At times I feel very low and just retreat into myself and that has caused my wife to think I'm possibly seeing somebody else - which couldn't be further from the truth.

I'd just love to have a 'normal' family life and not have this stuff going through my head all the time. The support where I live is really poor but I get a little encouragement from here as I know I'm not alone in feeling like I do.
 
Hi, and welcome here. I'm so sorry you are doing so poorly and that you are triggered by what was done to you in the past. There are a lot of men here who have gone through what you did and we share each others strength, experience and hope. I hope you will post when you feel up to it.

Mike
 
m75 -

For me, I have found I can share at a deeper level here than with my own life partner. It seems paradoxical that sometimes the people we are closest to can be the furthest from where we really need them to be, especially with issues of CSA. And the people furthest from us - people here from all over the globe that we never met - can be the closest.

Lean on us, talk with us. No experts here, no do's our don't's - just a bunch of grown up kids here sharing something most others can't understand. Invite your spouse to visit the Friends and Family section, if you can share with her enough at that level to tell her about it.
 
M75

Sorry for your need to be here. I too was abused by a neighbor boy but mine didnt stop there. Take care brother.

Ws
 
M75

You have found a good place to help you. We are here to support and not judge. We understand your feelings and challenges.

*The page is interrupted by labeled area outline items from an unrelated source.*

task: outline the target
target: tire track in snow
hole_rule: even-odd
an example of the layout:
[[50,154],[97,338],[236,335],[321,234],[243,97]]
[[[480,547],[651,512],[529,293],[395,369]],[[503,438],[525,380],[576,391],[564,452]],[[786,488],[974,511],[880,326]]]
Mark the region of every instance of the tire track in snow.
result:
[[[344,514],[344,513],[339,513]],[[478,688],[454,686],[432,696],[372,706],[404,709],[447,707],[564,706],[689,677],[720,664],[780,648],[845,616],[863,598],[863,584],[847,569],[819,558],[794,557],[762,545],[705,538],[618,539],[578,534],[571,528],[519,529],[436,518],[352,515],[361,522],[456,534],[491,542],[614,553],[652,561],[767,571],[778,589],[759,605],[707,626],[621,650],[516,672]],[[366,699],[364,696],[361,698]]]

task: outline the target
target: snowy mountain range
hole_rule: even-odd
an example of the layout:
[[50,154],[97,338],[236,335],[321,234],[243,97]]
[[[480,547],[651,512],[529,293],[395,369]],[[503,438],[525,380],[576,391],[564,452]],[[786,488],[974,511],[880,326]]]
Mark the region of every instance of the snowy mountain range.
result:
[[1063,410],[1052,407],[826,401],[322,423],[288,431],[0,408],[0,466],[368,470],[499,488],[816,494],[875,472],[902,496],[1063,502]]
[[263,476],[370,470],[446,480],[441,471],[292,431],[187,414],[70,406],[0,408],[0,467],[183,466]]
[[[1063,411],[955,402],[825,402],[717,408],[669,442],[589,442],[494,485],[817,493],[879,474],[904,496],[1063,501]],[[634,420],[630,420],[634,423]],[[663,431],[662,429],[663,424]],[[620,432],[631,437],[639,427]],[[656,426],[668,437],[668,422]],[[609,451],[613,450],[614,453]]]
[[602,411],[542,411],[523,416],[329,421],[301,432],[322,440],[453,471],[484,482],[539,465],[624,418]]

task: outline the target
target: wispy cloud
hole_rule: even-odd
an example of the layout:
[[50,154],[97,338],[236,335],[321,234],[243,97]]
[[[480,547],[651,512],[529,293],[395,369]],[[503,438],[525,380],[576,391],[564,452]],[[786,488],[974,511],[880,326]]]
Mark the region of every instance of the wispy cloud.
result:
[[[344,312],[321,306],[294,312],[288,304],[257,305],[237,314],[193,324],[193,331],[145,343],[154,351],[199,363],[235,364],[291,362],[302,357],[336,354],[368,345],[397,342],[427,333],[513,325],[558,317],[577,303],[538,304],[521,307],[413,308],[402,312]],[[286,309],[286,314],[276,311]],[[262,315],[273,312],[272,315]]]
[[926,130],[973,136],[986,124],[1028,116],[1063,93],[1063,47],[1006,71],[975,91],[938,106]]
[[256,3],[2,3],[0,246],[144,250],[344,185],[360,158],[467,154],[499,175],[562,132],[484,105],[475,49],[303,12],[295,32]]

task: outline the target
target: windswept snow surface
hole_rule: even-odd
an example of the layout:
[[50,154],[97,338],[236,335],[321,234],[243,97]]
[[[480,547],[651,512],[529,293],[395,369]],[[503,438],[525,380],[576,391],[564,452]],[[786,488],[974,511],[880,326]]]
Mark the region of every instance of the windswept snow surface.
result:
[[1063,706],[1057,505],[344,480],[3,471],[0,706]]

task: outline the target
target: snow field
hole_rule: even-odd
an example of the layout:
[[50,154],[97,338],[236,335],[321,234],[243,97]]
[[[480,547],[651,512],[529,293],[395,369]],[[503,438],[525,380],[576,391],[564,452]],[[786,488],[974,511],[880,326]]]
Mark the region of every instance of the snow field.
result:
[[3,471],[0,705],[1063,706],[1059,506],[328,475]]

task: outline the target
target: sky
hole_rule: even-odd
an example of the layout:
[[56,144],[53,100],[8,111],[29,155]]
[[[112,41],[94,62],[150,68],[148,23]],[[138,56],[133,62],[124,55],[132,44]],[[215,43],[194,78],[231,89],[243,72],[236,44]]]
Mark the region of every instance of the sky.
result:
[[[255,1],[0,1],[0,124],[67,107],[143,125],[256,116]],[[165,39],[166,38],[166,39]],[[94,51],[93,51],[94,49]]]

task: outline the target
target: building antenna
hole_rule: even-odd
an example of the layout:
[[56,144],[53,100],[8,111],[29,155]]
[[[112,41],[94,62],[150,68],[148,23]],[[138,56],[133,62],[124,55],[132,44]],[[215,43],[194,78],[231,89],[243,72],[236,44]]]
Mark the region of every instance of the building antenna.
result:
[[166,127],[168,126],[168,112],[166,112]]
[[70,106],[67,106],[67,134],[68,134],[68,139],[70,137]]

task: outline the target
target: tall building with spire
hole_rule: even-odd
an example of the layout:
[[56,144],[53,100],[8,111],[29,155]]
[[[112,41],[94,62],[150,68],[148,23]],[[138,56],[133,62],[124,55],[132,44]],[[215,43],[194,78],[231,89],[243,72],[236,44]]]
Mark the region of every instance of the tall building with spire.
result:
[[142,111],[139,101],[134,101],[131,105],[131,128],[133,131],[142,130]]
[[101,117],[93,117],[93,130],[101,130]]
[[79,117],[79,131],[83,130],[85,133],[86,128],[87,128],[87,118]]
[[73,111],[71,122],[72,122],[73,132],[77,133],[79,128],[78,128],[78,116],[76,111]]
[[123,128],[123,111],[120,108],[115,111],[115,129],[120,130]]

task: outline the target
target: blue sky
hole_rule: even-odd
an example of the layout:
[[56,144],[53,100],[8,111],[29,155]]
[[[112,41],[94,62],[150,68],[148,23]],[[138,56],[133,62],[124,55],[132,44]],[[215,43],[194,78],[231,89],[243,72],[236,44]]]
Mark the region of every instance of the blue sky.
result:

I am sorry you experienced such abuse. You can come here to vent, share, ask questions. I have done more than my fair share of this.

Kevin
 
welcome, M75.

yeah, it took me a long time to start posting.
i started out just reading.
your story makes me sad, because it echoes mine in several ways.
i just want a normal family life too, but i find more and more triggers as i get older and watch my own kids grow up.
i can't be there to protect them all the time.
i never know how much is normal teenage rebellion since i never had a normal teenage rebellion. every little neurotic anxiety they display and i start thinking the worst. i have no useful concept of boundaries.
i can't be sure how much i bring into the fight because
my own issues cloud my understanding of theirs.
i never know just how much of my marital problems stem from my abuse and how much is just regular power struggles. despite that, my wife and i have been together since 1984, and we married over 24 years ago.
not much community support in my area either and i live in a city.
so we are not alone, we are similar but separated - breaking the silence, together.
congratulation on making your first post, brother survivor.
speak out as you feel the need.
hope this site provides some measure of safety and comfort.